Colombie : les Farc passent aux aveux
C’est l'un des hauts cadres des Forces armées révolutionnaires de Colombie qui s’est présenté devant la presse. «Comme force politico-militaire belligérante dans le conflit social et armé en Colombie depuis plus de 50 ans, il est évident que nous sommes intervenus de manière active et nous avons eu un impact sur notre adversaire et, d'une certaine manière, nous avons affecté la population qui a vécu au milieu de la guerre», a admis Pablo Atrato. Pour les observateurs, que ce dirigeant des Farc ait consenti cet aveu est un signe prometteur.
Engagés depuis deux ans dans un processus de réconciliation avec le pouvoir à Bogota et son président de centre-droit Juan Manuel Santos, les guérilleros marxistes des Farc, les plus nombreux du pays avec 8.000 membres, sont apparemment entrés dans une nouvelle phase. Et même si cette phase «peut encore prendre deux ans, nous pourrions assister à une diminution de la violence» avance Eduardo Celis, expert du centre de recherches Nuevo Arcoiris, spécialisé dans les conflits armés en Colombie.
Le gouvernement colombien réclamait depuis longtemps de la part des Farc une reconnaissance explicite de leur responsabilité dans les dommages causés aux civils, ainsi qu'un engagement à apporter réparation aux victimes. N’avait-il pas lui-même fait le premier pas ? Le 25 juillet 2013, le président Juan Manuel Santos avouait en effet que l'Etat colombien avait été «responsable, parfois par omission, parfois de manière directe, de graves violations des droits de l'Homme et d'infractions au droit humanitaire international survenues au long de ces cinquante années de conflit armé interne».
Le conflit colombien, le plus vieux d’Amérique latine, a fait 5,3 millions de déplacés et 220.000 morts, selon les chiffres officiels.
Juan Manuel Santos a été réélu en juin 2014 avec pour mission de faire la paix avec les guérillas de son pays dont les Farc
Le sujet le plus épineux : l’abandon des armes
Pendant les pourparlers qui se déroulent à La Havane, aucun cessez-le-feu n’a été décidé sur le terrain. De plus, la présence de participants guérilleros recherchés par les forces de l’ordre, même si elle est indispensable à l’avancée des travaux, révolte l’opposition et une partie de l’opinion.
Pour les plus hostiles, dirigés par l'ancien président conservateur et actuel sénateur Alvaro Uribe, la présence à Cuba la plus intolérable est celle du commandant «Romaña», responsable des pêches miraculeuses, ces enlèvements opérés au hasard des routes des environs de Bogota. Comme un pied de nez à cette agitation, Romaña, lui, s’est payé le luxe d’un brin de provocation : «Notre arrivée illustre la confiance des Farc dans la paix». «Il y a des grosses couleuvres à avaler», a reconnu le président Juan Manuel Santos à la télévision nationale, «mais c'est le seul moyen de parvenir à la paix».
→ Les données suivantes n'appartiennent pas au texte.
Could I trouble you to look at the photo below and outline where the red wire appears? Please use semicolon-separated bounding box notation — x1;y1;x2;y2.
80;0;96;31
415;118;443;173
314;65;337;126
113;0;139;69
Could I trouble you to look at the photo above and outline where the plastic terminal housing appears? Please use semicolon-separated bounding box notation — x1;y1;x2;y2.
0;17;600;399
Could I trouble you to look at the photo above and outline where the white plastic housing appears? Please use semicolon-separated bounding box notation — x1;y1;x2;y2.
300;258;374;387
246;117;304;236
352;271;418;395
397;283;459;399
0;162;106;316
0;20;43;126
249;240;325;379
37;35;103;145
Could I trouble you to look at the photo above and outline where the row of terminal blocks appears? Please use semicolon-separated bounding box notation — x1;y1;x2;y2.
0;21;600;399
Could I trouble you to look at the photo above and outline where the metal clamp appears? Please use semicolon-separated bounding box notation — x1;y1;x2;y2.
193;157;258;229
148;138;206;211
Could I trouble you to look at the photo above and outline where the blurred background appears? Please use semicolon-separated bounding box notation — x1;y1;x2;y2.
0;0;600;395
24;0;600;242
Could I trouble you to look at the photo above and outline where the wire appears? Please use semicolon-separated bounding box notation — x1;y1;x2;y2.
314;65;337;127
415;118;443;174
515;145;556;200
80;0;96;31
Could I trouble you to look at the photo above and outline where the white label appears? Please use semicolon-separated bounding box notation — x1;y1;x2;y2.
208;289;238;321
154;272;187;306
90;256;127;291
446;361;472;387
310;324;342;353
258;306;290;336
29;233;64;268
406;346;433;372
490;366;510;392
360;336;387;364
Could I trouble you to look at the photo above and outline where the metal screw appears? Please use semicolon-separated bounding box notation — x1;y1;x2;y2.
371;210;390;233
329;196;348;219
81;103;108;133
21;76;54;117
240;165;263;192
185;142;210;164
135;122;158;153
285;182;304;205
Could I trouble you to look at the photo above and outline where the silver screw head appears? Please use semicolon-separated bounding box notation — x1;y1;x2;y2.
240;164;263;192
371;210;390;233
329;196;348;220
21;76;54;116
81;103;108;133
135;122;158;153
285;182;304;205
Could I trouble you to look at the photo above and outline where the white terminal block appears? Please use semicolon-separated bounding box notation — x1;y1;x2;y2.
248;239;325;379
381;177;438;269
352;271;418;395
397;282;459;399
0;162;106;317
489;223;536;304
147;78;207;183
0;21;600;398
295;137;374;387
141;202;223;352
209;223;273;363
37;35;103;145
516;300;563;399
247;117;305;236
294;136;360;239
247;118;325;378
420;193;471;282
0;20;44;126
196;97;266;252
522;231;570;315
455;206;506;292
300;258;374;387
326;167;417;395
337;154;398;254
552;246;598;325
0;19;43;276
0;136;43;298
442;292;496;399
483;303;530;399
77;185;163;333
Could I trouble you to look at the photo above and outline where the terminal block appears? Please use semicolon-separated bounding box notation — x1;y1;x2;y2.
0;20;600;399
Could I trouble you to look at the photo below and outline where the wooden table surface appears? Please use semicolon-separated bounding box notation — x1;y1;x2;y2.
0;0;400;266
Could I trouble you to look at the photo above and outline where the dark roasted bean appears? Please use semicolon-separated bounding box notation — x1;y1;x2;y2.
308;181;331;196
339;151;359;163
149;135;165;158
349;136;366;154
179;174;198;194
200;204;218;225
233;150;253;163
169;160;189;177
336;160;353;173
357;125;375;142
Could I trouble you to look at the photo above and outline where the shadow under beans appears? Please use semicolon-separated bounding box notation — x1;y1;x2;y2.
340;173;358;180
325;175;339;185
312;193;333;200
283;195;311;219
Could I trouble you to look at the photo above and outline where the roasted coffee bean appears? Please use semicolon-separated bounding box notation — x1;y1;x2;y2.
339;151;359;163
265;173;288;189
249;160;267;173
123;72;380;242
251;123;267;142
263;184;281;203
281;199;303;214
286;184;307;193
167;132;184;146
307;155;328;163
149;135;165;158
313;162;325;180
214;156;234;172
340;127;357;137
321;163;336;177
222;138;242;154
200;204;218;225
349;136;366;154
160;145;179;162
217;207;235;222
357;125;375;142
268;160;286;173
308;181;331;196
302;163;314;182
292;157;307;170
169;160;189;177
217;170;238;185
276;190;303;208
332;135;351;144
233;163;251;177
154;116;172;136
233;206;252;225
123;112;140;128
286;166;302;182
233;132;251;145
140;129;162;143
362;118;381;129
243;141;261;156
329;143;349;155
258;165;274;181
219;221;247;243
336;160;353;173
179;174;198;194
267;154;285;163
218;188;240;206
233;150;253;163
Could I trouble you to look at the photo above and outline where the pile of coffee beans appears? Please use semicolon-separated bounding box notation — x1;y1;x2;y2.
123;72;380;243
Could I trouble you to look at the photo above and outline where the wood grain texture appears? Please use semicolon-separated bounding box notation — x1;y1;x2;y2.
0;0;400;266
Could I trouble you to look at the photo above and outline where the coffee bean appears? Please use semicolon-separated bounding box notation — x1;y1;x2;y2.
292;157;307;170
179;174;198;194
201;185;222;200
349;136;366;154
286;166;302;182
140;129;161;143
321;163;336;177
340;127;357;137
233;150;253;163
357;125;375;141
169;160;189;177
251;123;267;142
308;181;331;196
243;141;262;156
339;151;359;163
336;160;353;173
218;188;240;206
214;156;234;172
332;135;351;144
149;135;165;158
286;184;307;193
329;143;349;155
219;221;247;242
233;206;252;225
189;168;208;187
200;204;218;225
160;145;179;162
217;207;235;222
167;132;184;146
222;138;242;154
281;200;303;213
Il reste néanmoins un chapitre de taille à aborder, celui des armes détenues par les Farc dont il est évident dans les rangs du pouvoir qu’elles devront s’en défaire. Ce n’est pas une simple formalité. Ca pourrait même représenter, selon la directrice de l’Observatoire pour la Paix en Colombie, Vera Grabe, ancienne militante, un véritable traumatisme qui remonte aux années 50, lorsque des miliciens démobilisés avaient été abattus avec leurs propres fusils.
Quand la question sera mise sur le tapis, l’atmosphère pourrait se tendre. Les Farc, d’un côté, ont exclu toute cérémonie les montrant en position soumise de celui qui se rend. «Personne n’aura la photo de la remise des armes par les Farc» a prévenu l’un des négociateurs. De l’autre côté, le représentant du gouvernement, l'ancien vice-président Humberto de la Calle, rappelle la règle: pas de paix qui vaille sans la démobilisation totale et la remise de leurs armes par les guérilleros.